Aku Bukan Kutu Kupret


oleh Saiful Amri, M. Pd.

       Dasar Kutu Kupret! umpat Ibu Cicih kepada Wandi.
       Ibu Cicih sangat kesal kepada Wandi. Ia membuang makanan yang tersisa di atas meja guru Kelas 9-F. Wandi mengira makanan itu sudah selesai dimakan oleh Ibu Cicih.
       Hari itu, Ibu Cicih mengajar di Kelas 9-F pada jam pelajaran ke-1 dan 2. Ia membawa camilan ke dalam kelas. Saat bel jam ke-3 berbunyi, ia harus balik ke ruang guru. Rupanya ia lupa membawa sisa camilan yang belum habis dimakannya.
       Mengenai guru yang membawa makanan seperti Ibu Cicih, sebenarnya sudah diingatkan oleh kepala sekolah bahwa hindari perbuatan ini. Kepala sekolah mentolerir jika membawa minuman. Namun peraturan tersebut tidak terlalu kaku sehingga bisa ditolerir jika mendesak harus membawa makanan.
       Maaf, Bu.

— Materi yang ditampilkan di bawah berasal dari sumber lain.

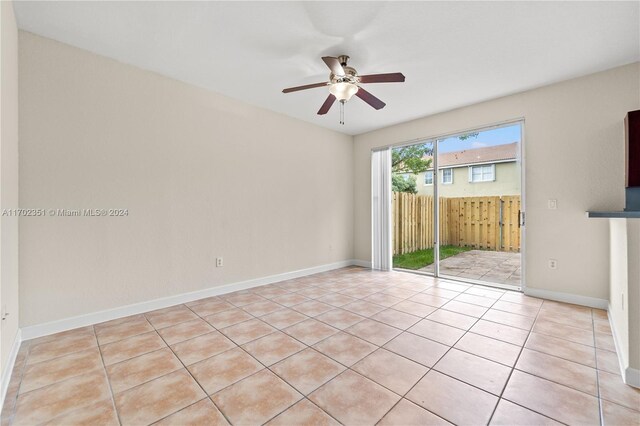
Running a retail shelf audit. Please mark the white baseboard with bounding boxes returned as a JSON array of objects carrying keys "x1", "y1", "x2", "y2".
[
  {"x1": 624, "y1": 367, "x2": 640, "y2": 388},
  {"x1": 22, "y1": 260, "x2": 366, "y2": 340},
  {"x1": 524, "y1": 287, "x2": 609, "y2": 310},
  {"x1": 353, "y1": 259, "x2": 371, "y2": 268},
  {"x1": 608, "y1": 302, "x2": 640, "y2": 388},
  {"x1": 0, "y1": 329, "x2": 22, "y2": 406}
]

Saya kira sudah tidak dimakan lagi. Wandi meminta maaf dengan nada suara ketakutan.
        Wandi anak yang rajin. Ia sangat terkenal sebagai anak yang paling peduli kebersihan. Tak luput sampah yang dijumpainya di mana saja pasti ia buang. Hari itu naas baginya.
       Enak saja, Kamu minta maaf. Ibu sudah dari ruang guru balik lagi ke kelas ini hanya untuk mengambil sisa makanan yang tertinggal, kata Ibu Cicih dengan nada suara meninggi.
       Sekali lagi saya minta maaf, Bu, bujuk Wandi agar Ibu Cicih memaafkannya.
       Kamu harus ganti. Beli sana di kantin! perintah Ibu Cicih.
       Baik, Bu, jawab Wandi.
        Wandi menuju kantin untuk membeli cemilan sebagai ganti makanan Ibu Cicih. Kemudian ia mengantarkannya ke ruang guru. Ibu Cicih sedang menunggunya dengan wajah cemberut.
       Setelah urusannya selesai kepada Ibu Cicih, kemudian Wandi kembali ke kelas. Naas kembali menimpanya. Pak Dodo yang terkenal killer itu sudah berada di dalam kelas.
       Permisi, Pak. Maaf saya terlambat. Tadi saya ke ruang guru, kata Wandi dengan suara pelan perlahan.
       Bapak tidak mau mendengar alasanmu. Kamu, Si Kutu Kupret yang membuat Ibu Cicih jengkel, ya? kata Pak Dodo. Rupanya Ibu Cicih sudah menceritakan kepada guru-guru tentang apa yang terjadi.
       Iya, saya salah, Pak, jawab Wandi.
       Sekarang, Kamu lari dua puluh putaran di lapangan, perintah Pak Dodo.
       Tak disangka Wandi jatuh pingsan di lapangan. Ia belum genap berlari 20 putaran. Kondisi Wandi tidak memungkinkan untuk berlari sebanyak itu. Mentalnya sedang tertekan akibat permasalahan dengan Ibu Cicih. Ia juga mendapat masalah dengan Pak Dodo. Hari itu ia sedang puasa sunah sehingga fisiknya sedikit lemah.
       Ayo, angkat dan bawa ke ruang UKS, perintah Pak Dodo kepada beberapa anak.
       Wandi segera mendapat pertolongan. Ia pun siuman setelah beberapa saat. Pak Dodo menyarankan agar Wandi pulang diantar temannya.
       Keesokan harinya Wandi tidak masuk sekolah. Suhu tubuhnya meninggi. Panas terasa di seluruh tubuhnya. Wandi mulai menggigil. Ia tak sadarkan diri akibat suhu tubuhnya yang tinggi.
       Aku bukan kutu kupret. Aku bukan kutu kupret, ucap Wandi berkali-kali. Ia mengeluarkan kata-kata tersebut di luar kesadarannya. Akibat panas yang terlalu tinggi membuat dirinya meracau sekenanya.
       Sungguh beruntung Wandi segera dibawa ke rumah sakit. Ayah dan Ibunya balik dari Jakarta. Mereka berwiraswasta membuka toko kelontong di Jakarta sebagaimana sebagian besar mata pencaharian penduduk di desa itu merantau ke Jakarta.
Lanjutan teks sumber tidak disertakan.